Reputation: 2625
Spring SAML Sample: SSOCircle SHA256 not supported
I am trying the Spring SAML Sample project with SSOCircle and default keystore. After importing the SP metadata into SSOCircle, the SSO worked correctly.
Now, I wanted to change the encryption algorithm from SHA-1 to RSA SHA-256. So I extended the SAMLBootstrap class as shown here:
public final class CustomSAMLBootstrap extends SAMLBootstrap {
@Override
public void postProcessBeanFactory(ConfigurableListableBeanFactory beanFactory) throws BeansException {
super.postProcessBeanFactory(beanFactory);
BasicSecurityConfiguration config = (BasicSecurityConfiguration) Configuration.getGlobalSecurityConfiguration();
config.registerSignatureAlgorithmURI("RSA", SignatureConstants.ALGO_ID_SIGNATURE_RSA_SHA256);
config.setSignatureReferenceDigestMethod(SignatureConstants.ALGO_ID_DIGEST_SHA256);
}
Also here is the extended metadata configuration
<!-- Extended metadata properties -->
<bean id="extendedMetadataSP" class="org.springframework.security.saml.metadata.ExtendedMetadata">
<property name="local" value="true"/>
<property name="securityProfile" value="metaiop"/>
<property name="sslSecurityProfile" value="pkix"/>
<property name="signingKey" value="apollo"/>
<property name="encryptionKey" value="apollo"/>
<property name="signMetadata" value="true" />
<property name="signingAlgorithm" value="http://www.w3.org/2001/04/xmldsig-more#rsa-sha256" />
<property name="idpDiscoveryEnabled" value="true"/>
<property name="idpDiscoveryURL" value="${entityBaseURL}/saml/discovery"/>
<property name="idpDiscoveryResponseURL" value="${entityBaseURL}/saml/login?disco=true"/>
</bean>
So I regenerated the metadata via the org.springframework.security.saml.metadata.MetadataGenerator bean and tried to re-upload the newly generated SP xml. Although SSOCircle will fail with 007 error code.

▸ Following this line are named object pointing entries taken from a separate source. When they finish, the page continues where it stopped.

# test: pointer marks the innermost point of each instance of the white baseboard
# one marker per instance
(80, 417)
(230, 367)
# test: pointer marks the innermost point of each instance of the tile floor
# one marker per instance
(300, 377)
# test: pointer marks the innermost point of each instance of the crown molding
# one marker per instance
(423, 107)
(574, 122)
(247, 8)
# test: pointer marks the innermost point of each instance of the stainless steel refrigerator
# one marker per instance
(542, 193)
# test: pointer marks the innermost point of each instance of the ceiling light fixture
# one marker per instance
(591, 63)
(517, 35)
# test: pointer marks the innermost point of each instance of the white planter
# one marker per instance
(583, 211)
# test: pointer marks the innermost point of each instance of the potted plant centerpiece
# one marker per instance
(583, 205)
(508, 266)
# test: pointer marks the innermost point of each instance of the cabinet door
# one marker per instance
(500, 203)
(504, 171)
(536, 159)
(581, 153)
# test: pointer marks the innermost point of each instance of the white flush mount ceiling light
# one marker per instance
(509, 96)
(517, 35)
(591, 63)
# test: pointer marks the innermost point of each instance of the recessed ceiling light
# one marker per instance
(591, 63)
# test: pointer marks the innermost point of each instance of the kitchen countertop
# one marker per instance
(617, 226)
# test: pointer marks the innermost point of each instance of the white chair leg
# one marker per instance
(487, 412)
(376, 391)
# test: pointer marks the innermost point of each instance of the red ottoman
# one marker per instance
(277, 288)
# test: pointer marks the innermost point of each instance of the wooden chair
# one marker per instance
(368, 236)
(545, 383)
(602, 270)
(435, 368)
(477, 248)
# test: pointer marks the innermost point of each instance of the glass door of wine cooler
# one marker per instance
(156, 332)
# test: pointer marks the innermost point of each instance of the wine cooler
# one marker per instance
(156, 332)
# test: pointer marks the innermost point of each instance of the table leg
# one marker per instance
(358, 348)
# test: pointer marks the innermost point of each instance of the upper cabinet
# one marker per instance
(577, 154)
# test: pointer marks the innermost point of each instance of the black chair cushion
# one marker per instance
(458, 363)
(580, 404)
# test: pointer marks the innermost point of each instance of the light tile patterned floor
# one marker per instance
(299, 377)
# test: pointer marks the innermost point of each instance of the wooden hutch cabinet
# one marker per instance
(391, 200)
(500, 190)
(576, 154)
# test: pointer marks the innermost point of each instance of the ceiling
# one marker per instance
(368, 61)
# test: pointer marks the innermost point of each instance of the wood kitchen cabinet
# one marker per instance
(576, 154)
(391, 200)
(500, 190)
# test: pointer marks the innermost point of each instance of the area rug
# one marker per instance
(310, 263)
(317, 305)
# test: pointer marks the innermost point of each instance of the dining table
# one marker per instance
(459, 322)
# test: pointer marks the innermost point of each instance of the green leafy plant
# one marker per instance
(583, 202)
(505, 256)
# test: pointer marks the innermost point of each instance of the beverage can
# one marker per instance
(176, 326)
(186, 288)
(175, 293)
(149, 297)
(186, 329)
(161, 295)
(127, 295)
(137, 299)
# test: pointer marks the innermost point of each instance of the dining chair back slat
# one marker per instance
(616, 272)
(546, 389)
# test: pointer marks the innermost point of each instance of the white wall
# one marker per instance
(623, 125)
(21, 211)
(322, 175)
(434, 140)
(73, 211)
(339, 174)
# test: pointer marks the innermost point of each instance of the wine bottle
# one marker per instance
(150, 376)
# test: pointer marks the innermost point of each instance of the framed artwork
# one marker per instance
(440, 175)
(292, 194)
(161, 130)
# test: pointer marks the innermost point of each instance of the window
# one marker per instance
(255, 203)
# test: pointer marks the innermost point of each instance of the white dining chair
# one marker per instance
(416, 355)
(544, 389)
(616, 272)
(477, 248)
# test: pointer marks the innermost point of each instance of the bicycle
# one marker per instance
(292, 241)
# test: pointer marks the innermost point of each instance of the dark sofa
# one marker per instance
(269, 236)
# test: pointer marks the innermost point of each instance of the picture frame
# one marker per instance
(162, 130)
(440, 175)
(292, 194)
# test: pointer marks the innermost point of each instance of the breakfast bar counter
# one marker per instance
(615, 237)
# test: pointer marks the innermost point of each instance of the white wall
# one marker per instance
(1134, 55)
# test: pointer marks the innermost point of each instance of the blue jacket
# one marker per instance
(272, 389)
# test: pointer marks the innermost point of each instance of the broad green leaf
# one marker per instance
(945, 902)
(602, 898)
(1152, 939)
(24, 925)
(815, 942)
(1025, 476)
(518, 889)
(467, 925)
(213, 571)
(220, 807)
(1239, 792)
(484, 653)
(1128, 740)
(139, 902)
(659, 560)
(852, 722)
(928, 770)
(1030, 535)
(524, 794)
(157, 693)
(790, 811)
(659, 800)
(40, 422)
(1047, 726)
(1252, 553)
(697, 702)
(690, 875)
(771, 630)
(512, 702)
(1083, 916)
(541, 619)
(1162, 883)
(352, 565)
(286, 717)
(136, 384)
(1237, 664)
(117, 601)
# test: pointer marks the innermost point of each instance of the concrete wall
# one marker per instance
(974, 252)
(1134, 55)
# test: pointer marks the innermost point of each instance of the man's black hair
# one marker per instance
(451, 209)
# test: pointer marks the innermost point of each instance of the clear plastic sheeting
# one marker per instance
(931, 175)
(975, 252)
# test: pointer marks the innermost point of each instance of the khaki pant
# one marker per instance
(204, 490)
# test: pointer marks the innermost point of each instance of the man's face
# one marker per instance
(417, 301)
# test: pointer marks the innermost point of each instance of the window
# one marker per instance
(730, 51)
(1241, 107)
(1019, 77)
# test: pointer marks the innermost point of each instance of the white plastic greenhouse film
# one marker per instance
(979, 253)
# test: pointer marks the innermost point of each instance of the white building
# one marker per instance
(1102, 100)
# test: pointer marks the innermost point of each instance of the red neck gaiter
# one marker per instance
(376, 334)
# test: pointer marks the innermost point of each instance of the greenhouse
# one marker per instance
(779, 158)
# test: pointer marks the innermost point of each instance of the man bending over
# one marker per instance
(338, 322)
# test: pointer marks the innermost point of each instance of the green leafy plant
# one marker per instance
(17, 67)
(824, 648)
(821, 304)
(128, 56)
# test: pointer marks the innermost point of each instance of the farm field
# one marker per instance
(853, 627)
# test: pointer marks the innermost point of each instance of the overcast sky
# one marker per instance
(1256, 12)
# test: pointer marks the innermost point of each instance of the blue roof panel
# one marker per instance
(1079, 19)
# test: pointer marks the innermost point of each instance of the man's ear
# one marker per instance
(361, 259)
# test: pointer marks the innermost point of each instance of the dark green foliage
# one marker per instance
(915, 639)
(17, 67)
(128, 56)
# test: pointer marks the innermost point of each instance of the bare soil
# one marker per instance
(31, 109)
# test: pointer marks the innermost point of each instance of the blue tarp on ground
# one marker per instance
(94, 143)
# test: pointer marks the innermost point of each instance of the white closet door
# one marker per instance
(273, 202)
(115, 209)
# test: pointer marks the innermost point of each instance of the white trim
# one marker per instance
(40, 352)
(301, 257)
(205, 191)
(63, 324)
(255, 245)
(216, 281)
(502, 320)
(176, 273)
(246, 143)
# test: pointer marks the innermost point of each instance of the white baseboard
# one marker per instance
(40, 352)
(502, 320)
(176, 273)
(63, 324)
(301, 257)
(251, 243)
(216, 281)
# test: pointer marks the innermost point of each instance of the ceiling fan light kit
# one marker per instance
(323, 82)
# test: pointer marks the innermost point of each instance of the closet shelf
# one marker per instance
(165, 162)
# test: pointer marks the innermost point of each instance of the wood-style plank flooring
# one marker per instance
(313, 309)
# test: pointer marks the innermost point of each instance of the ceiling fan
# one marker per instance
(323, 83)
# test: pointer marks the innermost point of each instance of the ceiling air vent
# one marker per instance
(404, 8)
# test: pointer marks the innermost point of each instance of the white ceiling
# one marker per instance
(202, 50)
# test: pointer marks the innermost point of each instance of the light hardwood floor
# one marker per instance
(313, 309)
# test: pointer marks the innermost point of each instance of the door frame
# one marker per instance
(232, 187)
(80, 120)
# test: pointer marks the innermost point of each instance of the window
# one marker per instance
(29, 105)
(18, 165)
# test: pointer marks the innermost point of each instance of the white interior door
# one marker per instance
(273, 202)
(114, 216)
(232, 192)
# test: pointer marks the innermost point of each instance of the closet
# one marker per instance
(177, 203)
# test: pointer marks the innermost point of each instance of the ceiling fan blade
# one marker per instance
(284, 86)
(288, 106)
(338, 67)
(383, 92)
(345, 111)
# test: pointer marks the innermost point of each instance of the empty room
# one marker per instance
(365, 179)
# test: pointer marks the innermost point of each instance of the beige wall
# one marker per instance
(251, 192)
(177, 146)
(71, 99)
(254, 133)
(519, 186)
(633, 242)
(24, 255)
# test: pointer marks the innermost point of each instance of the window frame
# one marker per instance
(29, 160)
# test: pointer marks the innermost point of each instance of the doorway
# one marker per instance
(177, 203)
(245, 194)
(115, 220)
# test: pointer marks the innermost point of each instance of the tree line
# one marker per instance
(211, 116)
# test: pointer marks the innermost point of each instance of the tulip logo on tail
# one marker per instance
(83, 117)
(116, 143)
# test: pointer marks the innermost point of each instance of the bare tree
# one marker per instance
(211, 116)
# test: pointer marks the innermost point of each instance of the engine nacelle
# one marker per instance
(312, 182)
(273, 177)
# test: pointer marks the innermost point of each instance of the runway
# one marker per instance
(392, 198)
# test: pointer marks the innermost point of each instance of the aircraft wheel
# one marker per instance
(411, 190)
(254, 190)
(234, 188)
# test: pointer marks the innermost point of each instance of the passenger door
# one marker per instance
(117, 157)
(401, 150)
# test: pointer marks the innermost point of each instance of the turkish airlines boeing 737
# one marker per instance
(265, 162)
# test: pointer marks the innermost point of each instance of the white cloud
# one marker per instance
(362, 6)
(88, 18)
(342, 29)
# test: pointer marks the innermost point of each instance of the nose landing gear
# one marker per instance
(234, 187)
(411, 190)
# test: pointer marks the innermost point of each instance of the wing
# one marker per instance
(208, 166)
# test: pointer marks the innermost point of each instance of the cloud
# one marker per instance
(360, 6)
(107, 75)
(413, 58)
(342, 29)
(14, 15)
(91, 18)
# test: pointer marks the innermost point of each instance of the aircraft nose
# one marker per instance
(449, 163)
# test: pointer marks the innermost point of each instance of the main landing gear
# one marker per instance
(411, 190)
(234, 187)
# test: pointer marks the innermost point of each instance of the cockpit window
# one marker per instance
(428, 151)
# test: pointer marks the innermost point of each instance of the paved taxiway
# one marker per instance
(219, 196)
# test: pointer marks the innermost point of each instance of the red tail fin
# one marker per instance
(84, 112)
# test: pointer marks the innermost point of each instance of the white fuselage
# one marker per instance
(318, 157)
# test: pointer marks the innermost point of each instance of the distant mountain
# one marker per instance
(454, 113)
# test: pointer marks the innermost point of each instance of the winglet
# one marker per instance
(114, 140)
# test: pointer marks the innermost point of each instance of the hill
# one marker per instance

At this point I am not sure if there is an additional step to complete for me in order to use sha256 on SSOCircle?
Can someone please help?
EDIT:
The problem I am having when uploading the metadata to SSOCircle I believe it has to do with the EntityDescriptor section where the signature algorith is specified as SHA256 as below:
<?xml version="1.0"?>
<ds:Signature xmlns:ds="http://www.w3.org/2000/09/xmldsig#">
<ds:SignedInfo>
<ds:CanonicalizationMethod Algorithm="http://www.w3.org/2001/10/xml-exc-c14n#"/>
<ds:SignatureMethod Algorithm="http://www.w3.org/2001/04/xmldsig-more#rsa-sha256"/>
<ds:Reference URI="#urn_com_apakgroup_bristol">
<ds:Transforms>
<ds:Transform Algorithm="http://www.w3.org/2000/09/xmldsig#enveloped-signature"/>
<ds:Transform Algorithm="http://www.w3.org/2001/10/xml-exc-c14n#"/>
</ds:Transforms>
<ds:DigestMethod Algorithm="http://www.w3.org/2001/04/xmlenc#sha256"/>
<ds:DigestValue>mAT5iN6IWyTCQiPplFmOq4vu8SUzCBfpAC4XBOu2+eM=</ds:DigestValue>
</ds:Reference>
</ds:SignedInfo>
<ds:SignatureValue>i6hH............bA==</ds:SignatureValue>
<ds:KeyInfo>
<ds:X509Data>
<ds:X509Certificate>MIIDZTCCA............eVdvh</ds:X509Certificate>
</ds:X509Data>
</ds:KeyInfo>
</ds:Signature>
Changed signMetadata to false, unfortunately it does not make a difference.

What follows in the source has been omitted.